D-Mannose isn’t exclusive to the Dutch; it’s a go-to in Paris, where I live now. You can buy it at the pharmacy in packages of pink powder sold as Femannose. The supplement is also readily available in the U.S. at Whole Foods and health-food shops, as a powder, capsules, or tablets — it’s just not as familiar. (D-Mannose is often combined with extract of cranberry and probiotics, which have their own science-backed strengths.) “After you told me about it, I immediately went and bought some on Amazon,” a friend reported back, “and it totally worked for me.”
It’s not a given: After a protagonist on Amazon’s teen drama The Wilds name-dropped Uqora — a D-Mannose-powered regimen — Dais Johnston, a staff writer for Inverse, which covers science, tech, and culture, tried it to no avail; only antibiotics resolved her “super aggressive chronic UTI problem,” she said.
“D-Mannose works amazingly for some people but isn’t effective for others,” says Dr.

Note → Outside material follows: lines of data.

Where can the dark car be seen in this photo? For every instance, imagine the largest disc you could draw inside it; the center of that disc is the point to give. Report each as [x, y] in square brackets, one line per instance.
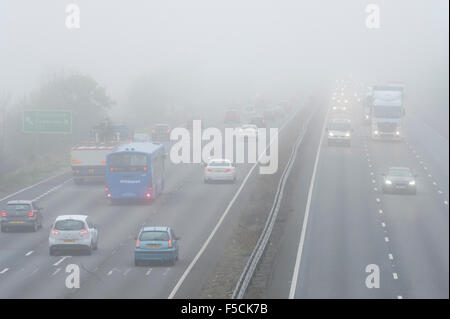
[258, 121]
[232, 116]
[21, 214]
[161, 132]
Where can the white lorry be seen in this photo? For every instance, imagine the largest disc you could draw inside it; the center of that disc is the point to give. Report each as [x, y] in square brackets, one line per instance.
[88, 159]
[387, 112]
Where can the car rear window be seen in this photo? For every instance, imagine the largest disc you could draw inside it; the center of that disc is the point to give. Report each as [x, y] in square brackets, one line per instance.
[154, 235]
[69, 224]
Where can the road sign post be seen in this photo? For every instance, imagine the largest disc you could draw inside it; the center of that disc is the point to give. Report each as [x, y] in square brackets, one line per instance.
[47, 121]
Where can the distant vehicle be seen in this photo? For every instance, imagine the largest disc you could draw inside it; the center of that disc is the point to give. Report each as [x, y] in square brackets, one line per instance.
[339, 132]
[219, 170]
[258, 120]
[161, 132]
[73, 232]
[248, 131]
[232, 116]
[21, 214]
[141, 138]
[88, 159]
[387, 112]
[191, 119]
[399, 180]
[135, 171]
[156, 244]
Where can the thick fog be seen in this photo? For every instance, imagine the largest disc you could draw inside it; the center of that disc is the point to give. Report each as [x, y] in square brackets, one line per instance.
[220, 52]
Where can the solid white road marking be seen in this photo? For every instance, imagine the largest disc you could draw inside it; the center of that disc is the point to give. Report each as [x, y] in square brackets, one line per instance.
[305, 218]
[222, 218]
[61, 260]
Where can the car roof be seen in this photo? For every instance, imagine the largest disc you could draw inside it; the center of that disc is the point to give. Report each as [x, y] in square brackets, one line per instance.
[74, 216]
[19, 202]
[155, 228]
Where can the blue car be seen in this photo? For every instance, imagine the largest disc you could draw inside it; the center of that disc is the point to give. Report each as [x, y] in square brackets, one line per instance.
[156, 244]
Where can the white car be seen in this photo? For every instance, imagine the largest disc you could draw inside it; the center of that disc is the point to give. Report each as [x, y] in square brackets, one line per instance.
[73, 232]
[248, 130]
[219, 170]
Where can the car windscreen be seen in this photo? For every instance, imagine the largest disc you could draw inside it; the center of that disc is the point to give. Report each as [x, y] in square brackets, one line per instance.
[69, 224]
[18, 209]
[154, 236]
[127, 162]
[400, 172]
[339, 126]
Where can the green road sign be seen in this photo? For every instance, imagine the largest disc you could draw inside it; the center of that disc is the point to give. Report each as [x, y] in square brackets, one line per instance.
[47, 121]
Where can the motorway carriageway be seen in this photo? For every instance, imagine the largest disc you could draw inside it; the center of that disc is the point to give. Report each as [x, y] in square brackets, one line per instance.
[188, 205]
[349, 223]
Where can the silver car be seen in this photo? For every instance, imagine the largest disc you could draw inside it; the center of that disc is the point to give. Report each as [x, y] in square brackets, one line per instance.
[399, 180]
[73, 232]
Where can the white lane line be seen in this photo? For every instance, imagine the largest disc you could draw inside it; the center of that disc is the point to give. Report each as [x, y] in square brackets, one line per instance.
[29, 187]
[298, 260]
[225, 213]
[56, 271]
[61, 260]
[126, 271]
[3, 271]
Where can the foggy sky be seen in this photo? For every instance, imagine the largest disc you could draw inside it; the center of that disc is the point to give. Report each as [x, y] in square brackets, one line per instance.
[237, 46]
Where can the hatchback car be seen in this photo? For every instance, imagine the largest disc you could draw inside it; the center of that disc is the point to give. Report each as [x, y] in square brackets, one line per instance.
[399, 180]
[21, 214]
[156, 244]
[73, 232]
[219, 170]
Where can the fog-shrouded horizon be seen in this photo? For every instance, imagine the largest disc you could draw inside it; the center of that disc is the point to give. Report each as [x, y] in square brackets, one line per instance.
[204, 51]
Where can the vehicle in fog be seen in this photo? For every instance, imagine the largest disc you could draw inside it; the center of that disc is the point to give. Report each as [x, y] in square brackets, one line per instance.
[248, 132]
[232, 116]
[141, 138]
[257, 120]
[135, 171]
[387, 112]
[156, 244]
[219, 170]
[161, 132]
[73, 232]
[399, 180]
[21, 214]
[88, 159]
[339, 132]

Ashley Winter, a top board-certified urologist. It is among the recourses she discusses with patients, and she encourages people to try it as a preventative or perhaps as a treatment because, she says, it is “very low risk.” There are minimal to no side effects, and it does not promote drug resistance, she added. Just don’t let a UTI progress. After all, a non–E. coli bacteria that D-Mannose can’t help with may be responsible, or there may be a deeper issue, Dr. Winter says, such as kidney stones embedded with bacteria or, in the case of older men, an enlarged prostate preventing them from fully emptying their bladders.
For peri- and postmenopausal women, another complicating factor that is often overlooked is vaginal health: “Vaginal health is extremely important for UTI prevention, but it’s never phrased that way,” Dr. Winter says, explaining that the vagina’s microbiome changes when estrogen drops off during menopause — resulting in far less protection against UTIs. (Dr. Winter is the chief medical officer at Odela, an online clinic that provides low-dose prescription vaginal estrogen cream.) Estrogen also dips after ovulation, which is when I tend to feel UTI-ish and reach for my fruit-sugar friend.
Dr. Angelish Kumar, also a top board-certified urologist — who runs Women’s Urology New York — says that fighting UTIs is “often a multi-prong strategy”: “I recommend D-Mannose to my patients. There is early clinical evidence — and there’s intuitive evidence as well that it works.”
Despite its apparent efficacy across demographics, there isn’t much incentive in the U.S. to put supplements through robust trials. “Because of that, D-Mannose is going to remain under-recommended,” says Dr. Winter. “There’s also a lot of dishonesty in the supplement industry here,” adds Dr. Kumar, “so it’s hard to make sure that whatever’s being marketed is what you’re actually getting.” Her patients have reported good results with D-Mannose from the brand NOW, which is the brand I’ve always used Stateside. (NOW’s analytical tests are performed by fully accredited in-house labs with third-party certification.)
It pisses me off to recall the years of costly urgent visits to the doc for antibiotics for my UTIs, and so I’ll continue to sing D-Mannose’s praises as a potential potion for others. When these things work, says Dr. Kumar, “you should use all the tricks in your bag.”